Hedonic Damages in Civil Litigation

Hedonic Damages

Not all wrongful-death lawsuits are good candidates for economic damages. Perhaps the decedent was retired or incarcerated, with no opportunity to earn income. In such cases, there’s little for a forensic economist to do but give the plaintiff ’s attorney the bad news.

But there have been a few times in my career when I’ve worked for the defendant on that kind of case, only to see the plaintiff ’s economist come up with a very large damages number. Each time, the number was based on an unusual damage theory known as “hedonic damages.” Its proponents prefer to call it the “lost value of enjoyment of life.”

The theory of hedonic damages holds that human life has a value that is calculable and scientifically derived, and therefore, an economist can testify about it. The first part is uncontroversial. We all believe that lives are valuable, and awards for non-economic damages are based on that belief. The controversy involves the second part. Is the value of life a matter of scientific inquiry, or an incalculable number best left to the instincts of a judge or jury?

Hedonic damages aren’t based on earnings or income. They’re based on an economic concept used to analyze public policies that have life-and-death implications. Cost-benefit analyses of such policies require numbers on both sides of the ledger, and the value of a life is a very useful number. But it doesn’t work in civil litigation.

In policy analysis, the issue isn’t the value of an individual life, but the value of a hypothetical life, often referred to as a “statistical life.” If someone puts a gun to your head and asks how much you’ll pay to keep him from pulling the trigger, you’re likely to pay everything you have. Policy analysis can’t be done on that basis.

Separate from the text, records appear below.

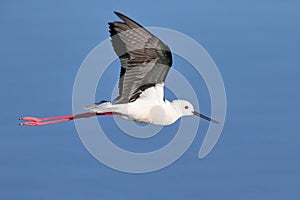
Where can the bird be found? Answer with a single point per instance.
(145, 62)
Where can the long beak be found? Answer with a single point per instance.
(205, 117)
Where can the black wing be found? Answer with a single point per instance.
(145, 59)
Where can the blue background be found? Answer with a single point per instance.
(256, 47)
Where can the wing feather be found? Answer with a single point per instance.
(144, 58)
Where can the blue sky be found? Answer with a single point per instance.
(255, 44)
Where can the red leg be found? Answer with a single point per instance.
(33, 121)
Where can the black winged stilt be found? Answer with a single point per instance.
(145, 62)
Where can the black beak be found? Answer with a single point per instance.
(205, 117)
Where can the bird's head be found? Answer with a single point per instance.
(185, 108)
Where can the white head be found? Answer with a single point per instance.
(185, 108)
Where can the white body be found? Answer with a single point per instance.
(150, 107)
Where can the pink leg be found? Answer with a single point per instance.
(33, 121)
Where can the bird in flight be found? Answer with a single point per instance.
(145, 63)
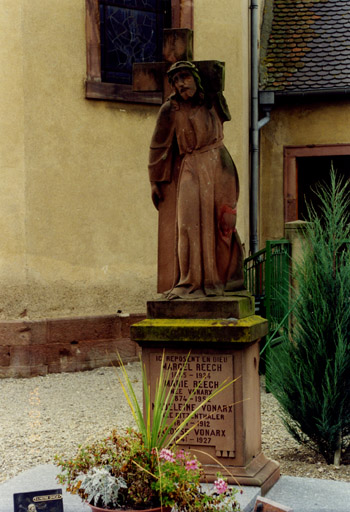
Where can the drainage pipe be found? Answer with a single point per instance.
(254, 173)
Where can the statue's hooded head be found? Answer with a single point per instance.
(184, 65)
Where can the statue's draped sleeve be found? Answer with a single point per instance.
(161, 158)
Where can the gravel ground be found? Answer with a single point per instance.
(43, 416)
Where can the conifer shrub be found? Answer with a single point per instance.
(309, 374)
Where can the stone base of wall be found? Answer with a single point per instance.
(30, 348)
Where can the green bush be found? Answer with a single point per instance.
(309, 374)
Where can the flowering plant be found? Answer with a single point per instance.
(168, 478)
(145, 467)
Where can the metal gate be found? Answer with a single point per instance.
(267, 278)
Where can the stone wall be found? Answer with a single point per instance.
(30, 348)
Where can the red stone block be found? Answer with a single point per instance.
(266, 505)
(14, 333)
(30, 355)
(4, 356)
(83, 328)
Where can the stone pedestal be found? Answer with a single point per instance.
(222, 336)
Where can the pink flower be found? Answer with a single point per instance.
(166, 455)
(221, 485)
(192, 465)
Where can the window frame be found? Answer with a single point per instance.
(290, 171)
(181, 17)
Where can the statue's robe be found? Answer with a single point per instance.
(199, 183)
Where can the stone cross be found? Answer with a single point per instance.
(177, 45)
(152, 77)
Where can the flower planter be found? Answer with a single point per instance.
(157, 509)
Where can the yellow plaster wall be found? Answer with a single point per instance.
(294, 125)
(12, 186)
(75, 209)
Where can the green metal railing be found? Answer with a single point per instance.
(267, 278)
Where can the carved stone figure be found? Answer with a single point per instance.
(195, 186)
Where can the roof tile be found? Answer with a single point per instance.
(308, 46)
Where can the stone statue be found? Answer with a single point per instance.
(195, 186)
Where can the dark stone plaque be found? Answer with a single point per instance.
(36, 501)
(214, 421)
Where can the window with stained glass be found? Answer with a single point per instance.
(131, 31)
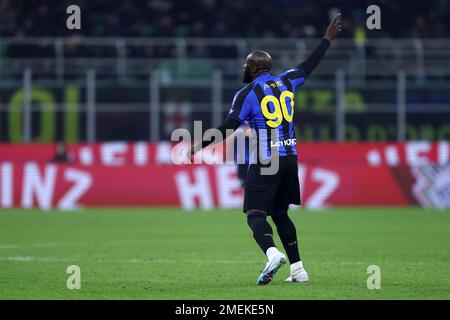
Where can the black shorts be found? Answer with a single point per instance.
(272, 194)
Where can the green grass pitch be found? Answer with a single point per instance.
(174, 254)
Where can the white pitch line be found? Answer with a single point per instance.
(212, 261)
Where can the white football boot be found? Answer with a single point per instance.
(276, 260)
(298, 274)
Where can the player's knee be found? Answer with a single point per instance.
(255, 217)
(280, 218)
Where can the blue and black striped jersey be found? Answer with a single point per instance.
(267, 104)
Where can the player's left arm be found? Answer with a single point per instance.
(316, 56)
(239, 111)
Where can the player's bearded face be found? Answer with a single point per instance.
(247, 78)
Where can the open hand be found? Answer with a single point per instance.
(334, 28)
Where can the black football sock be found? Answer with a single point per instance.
(262, 231)
(288, 235)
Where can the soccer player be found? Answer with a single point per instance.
(267, 104)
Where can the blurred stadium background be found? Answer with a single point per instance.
(86, 118)
(115, 90)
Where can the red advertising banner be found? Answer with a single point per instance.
(141, 174)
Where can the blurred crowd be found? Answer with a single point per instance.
(220, 18)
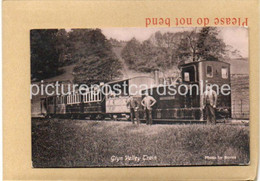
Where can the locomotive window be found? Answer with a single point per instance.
(224, 72)
(209, 71)
(188, 74)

Hence the concept of a statistical life. Suppose workers at a nuclear power plant are asked to join a high-risk detail that’s expected to lead to the death of one in 2,000 workers. Suppose also that the workers agree to a $4,000 pay bump to join the detail. The implied value of life is 2,000 times $4,000, or $8 million. But the life is a statistical life because no one knows which, if any, of the workers will die.

The $8 million is called the value of a statistical life, or VSL. Various studies have estimated VSLs, and the results typically range from $5 million to $10 million. If the VSL is $8 million and a seatbelt law would cost $240 million to implement, it should be enacted only if it’s expected to save more than 30 (statistical) lives.

The VSL concept was a hugely important advancement in the field of policy analysis. But that doesn’t mean it should be used in other fields. It certainly doesn’t make sense as a theory of damages in civil litigation, where what’s at issue is the specific life of a specific person.

VSL was conceived to be a cost incurred by society as a whole. How do we apply that to a given person? If the value is to be construed as the “lost value of enjoyment of life,” who should receive the compensation? Who “enjoyed” the lost life? The decedent? His family? All of society?

North Carolina courts have not been receptive to claims of hedonic damages. The last case that generated a decision was Livingston v. USA in 1993. The judge in that case ruled that the plaintiff ’s economic expert could not testify regarding hedonic damages for a few reasons, most importantly because there’s no allowance for it in North Carolina’s wrongful death statute. The judge also ruled that such testimony did not help the trier of fact.

That was 29 years ago. So why have hedonic damages popped up in my caseload since then, most recently this year? My only guess is that some plaintiff ’s attorneys believe it will shift settlement negotiations in their favor. If you represent the plaintiff, you’d rather start the bargaining at a few million dollars instead of a few thousand. Beyond that, your guess is as good as mine.